While this study has yielded invaluable insights, it is crucial to recognize a few limitations. Firstly, the relatively small sample size may hinder the study’s ability to comprehensively represent the broader population of knee OA patients. A larger sample would be beneficial to provide more robust and generalizable results. Secondly, the cross-sectional design restricted the ability to establish causal relationships between patient knowledge and other variables. A more holistic approach, incorporating longitudinal studies, would be instrumental in examining the evolution of patient knowledge over time and its consequential impact on outcomes.
It’s worth noting that different surgical approaches for knee replacement can significantly impact patient outcomes and rehabilitation experiences. While our study focused on TKA patients, unicompartmental knee arthroplasty (UKA) is an alternative option for patients with isolated compartmental disease. Previous research has shown that UKA typically requires less extensive rehabilitation and is associated with faster recovery times compared to TKA (Liddle et al., 2014). Furthermore, the choice between UKA and TKA can influence patients’ post-surgical quality of life, with UKA often demonstrating advantages in terms of proprioception, kneeling ability, and participation in recreational activities (Kleeblad et al., 2018). However, TKA remains advantageous for more severe, multi-compartmental disease and offers excellent long-term durability. Future studies should consider exploring how KAP towards perioperative exercise might differ between UKA and TKA patients, as this could inform more tailored rehabilitation strategies for each surgical approach and potentially enhance overall quality of life outcomes for knee OA patients undergoing joint replacement surgery.

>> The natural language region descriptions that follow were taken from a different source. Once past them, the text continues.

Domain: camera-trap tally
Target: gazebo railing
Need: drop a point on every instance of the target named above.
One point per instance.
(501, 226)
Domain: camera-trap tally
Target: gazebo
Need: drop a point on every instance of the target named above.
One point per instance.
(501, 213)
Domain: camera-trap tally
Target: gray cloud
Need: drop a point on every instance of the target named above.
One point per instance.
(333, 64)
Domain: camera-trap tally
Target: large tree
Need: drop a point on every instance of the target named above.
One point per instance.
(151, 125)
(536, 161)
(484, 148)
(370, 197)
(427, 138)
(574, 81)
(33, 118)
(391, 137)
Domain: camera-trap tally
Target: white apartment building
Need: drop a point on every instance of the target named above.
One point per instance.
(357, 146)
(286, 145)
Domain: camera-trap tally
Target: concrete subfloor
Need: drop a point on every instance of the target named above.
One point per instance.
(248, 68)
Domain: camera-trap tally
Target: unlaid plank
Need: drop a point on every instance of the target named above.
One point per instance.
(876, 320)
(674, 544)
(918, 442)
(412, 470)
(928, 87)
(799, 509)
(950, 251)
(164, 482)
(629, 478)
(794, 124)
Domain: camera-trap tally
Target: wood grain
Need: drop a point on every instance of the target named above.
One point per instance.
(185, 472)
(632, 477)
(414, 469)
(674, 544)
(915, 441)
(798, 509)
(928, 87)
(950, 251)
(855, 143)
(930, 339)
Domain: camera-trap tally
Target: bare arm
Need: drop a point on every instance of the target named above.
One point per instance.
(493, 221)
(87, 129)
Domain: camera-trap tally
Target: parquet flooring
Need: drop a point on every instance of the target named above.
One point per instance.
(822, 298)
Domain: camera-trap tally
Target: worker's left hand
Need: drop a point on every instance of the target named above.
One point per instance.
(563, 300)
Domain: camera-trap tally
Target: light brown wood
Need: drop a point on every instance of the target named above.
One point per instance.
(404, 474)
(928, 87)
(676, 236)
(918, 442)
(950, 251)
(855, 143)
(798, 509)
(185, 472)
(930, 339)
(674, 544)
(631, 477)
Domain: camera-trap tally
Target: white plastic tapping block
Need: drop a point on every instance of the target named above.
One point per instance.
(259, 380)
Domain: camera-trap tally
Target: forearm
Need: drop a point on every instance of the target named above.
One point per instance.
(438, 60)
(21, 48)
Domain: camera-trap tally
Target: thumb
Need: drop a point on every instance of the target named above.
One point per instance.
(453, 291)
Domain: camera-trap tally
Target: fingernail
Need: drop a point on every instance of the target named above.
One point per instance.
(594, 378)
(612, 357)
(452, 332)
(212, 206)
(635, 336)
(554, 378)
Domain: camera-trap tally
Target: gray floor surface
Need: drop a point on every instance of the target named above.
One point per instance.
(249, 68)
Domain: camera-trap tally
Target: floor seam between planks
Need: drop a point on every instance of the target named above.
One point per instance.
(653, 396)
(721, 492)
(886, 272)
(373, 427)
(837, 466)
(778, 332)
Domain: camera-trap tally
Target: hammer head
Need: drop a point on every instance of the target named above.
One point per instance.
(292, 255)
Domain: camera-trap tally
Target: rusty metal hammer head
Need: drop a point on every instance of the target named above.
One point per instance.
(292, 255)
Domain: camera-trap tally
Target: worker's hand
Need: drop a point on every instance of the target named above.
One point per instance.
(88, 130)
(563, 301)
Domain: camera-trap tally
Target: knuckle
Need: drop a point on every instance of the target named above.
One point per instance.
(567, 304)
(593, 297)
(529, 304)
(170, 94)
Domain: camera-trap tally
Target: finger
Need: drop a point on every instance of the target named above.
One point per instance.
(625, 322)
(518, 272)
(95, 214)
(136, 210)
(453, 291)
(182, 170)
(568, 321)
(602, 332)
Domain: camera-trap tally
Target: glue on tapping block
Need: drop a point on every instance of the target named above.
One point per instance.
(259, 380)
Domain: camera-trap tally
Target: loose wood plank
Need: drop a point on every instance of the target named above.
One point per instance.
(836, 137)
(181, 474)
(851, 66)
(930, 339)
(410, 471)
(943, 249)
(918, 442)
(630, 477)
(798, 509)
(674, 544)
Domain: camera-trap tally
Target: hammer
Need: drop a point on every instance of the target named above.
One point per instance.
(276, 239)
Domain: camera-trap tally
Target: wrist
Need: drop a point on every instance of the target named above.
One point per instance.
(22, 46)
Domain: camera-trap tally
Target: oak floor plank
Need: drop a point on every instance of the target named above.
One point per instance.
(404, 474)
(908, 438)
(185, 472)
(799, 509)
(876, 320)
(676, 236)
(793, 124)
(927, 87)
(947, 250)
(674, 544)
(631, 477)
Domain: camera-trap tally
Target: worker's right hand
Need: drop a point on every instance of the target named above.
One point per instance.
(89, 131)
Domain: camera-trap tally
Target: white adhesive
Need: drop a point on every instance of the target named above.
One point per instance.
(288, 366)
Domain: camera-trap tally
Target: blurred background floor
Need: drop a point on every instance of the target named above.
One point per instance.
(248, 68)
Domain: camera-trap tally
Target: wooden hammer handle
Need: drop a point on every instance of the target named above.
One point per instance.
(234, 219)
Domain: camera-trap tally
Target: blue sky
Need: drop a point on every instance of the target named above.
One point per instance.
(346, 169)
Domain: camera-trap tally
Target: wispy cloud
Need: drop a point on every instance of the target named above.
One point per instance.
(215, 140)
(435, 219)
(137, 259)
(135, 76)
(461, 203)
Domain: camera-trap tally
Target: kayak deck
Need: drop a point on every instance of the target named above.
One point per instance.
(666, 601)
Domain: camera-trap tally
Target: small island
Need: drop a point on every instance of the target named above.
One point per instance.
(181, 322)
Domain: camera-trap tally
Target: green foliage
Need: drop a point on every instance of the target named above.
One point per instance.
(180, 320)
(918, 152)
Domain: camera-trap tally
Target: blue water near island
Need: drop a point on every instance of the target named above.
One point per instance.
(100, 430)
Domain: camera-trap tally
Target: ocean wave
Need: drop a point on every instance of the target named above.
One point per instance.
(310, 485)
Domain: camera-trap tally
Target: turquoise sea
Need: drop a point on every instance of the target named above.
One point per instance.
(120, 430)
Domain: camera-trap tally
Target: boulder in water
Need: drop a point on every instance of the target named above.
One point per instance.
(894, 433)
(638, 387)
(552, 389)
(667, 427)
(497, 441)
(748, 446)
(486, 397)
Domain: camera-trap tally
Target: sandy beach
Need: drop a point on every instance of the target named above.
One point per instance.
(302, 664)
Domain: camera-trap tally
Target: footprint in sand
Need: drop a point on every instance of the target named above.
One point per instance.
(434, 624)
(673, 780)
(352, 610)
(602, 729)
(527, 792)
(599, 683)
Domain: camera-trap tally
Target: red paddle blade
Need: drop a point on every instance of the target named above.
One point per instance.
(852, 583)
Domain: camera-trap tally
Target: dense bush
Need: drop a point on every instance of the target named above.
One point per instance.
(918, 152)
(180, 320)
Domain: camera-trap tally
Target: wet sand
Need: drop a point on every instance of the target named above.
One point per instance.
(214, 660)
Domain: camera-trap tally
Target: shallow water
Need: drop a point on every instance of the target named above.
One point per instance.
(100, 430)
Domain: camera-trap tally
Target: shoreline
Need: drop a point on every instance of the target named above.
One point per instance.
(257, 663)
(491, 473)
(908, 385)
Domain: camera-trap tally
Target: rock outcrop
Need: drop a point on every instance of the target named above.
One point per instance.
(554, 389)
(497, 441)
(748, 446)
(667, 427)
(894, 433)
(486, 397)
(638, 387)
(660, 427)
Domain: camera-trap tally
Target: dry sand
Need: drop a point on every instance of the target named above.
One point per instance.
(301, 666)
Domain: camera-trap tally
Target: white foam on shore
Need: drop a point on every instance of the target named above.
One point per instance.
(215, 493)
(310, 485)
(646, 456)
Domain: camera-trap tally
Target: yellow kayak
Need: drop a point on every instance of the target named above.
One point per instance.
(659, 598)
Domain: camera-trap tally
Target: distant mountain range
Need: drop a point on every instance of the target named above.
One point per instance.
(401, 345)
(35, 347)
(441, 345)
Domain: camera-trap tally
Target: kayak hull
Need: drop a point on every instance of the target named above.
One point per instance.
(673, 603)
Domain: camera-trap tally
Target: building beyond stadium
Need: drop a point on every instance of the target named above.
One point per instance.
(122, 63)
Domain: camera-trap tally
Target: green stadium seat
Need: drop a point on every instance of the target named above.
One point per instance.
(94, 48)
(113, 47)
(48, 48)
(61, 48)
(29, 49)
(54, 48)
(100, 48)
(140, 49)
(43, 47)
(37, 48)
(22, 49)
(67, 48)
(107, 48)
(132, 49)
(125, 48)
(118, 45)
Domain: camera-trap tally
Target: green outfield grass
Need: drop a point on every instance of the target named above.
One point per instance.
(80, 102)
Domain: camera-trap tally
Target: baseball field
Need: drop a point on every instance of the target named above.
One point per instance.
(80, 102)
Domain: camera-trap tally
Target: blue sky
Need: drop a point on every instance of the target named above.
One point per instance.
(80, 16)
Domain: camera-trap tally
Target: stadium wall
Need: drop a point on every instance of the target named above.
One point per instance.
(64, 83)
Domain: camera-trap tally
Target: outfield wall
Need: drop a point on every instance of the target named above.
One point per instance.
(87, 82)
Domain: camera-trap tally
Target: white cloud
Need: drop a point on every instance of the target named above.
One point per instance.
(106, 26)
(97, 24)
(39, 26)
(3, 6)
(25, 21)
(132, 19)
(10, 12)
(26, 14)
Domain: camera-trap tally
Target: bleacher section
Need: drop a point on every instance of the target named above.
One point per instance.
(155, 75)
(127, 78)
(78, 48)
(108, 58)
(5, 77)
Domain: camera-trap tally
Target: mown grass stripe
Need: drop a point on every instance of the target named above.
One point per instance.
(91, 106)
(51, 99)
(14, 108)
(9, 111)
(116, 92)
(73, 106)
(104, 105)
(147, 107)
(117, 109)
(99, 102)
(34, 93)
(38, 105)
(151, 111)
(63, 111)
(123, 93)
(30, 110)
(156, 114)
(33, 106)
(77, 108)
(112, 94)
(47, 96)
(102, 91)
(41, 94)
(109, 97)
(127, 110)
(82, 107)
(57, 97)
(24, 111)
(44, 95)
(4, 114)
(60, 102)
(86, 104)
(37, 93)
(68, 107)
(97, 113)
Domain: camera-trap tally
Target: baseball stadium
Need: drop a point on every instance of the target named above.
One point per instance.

Several limitations should be acknowledged in this study. First, the cross-sectional design precludes establishing casual relationships between variables, and longitudinal research would be valuable to track how KAP evolves throughout the rehabilitation process. Second, self-reported data may be subject to recall bias and social desirability bias, potentially affecting the accuracy of responses. Third, our sample was drawn from only two tertiary hospitals in Shandong Province, which may limit the generalizability of findings to patients in other regions or healthcare settings with different socioeconomic profiles and medical resources. Fourth, while our questionnaire underwent expert validation and reliability testing, a more extensive validation process involving larger samples across different regions would strengthen the measurement tool. Finally, we did not control for the potential influence of comorbidities or pain severity on KAP scores, which could confound some of the relationships observed.
In conclusion, the study offers profound insights into patients’ KAP towards perioperative exercise after TKA among those with knee OA. While positive attitudes and practices prevailed, apprehensions and misconceptions emerged as urgent issues. Targeted measures are needed to boost adherence to perioperative exercise, focusing on factors influencing patients’ KAP.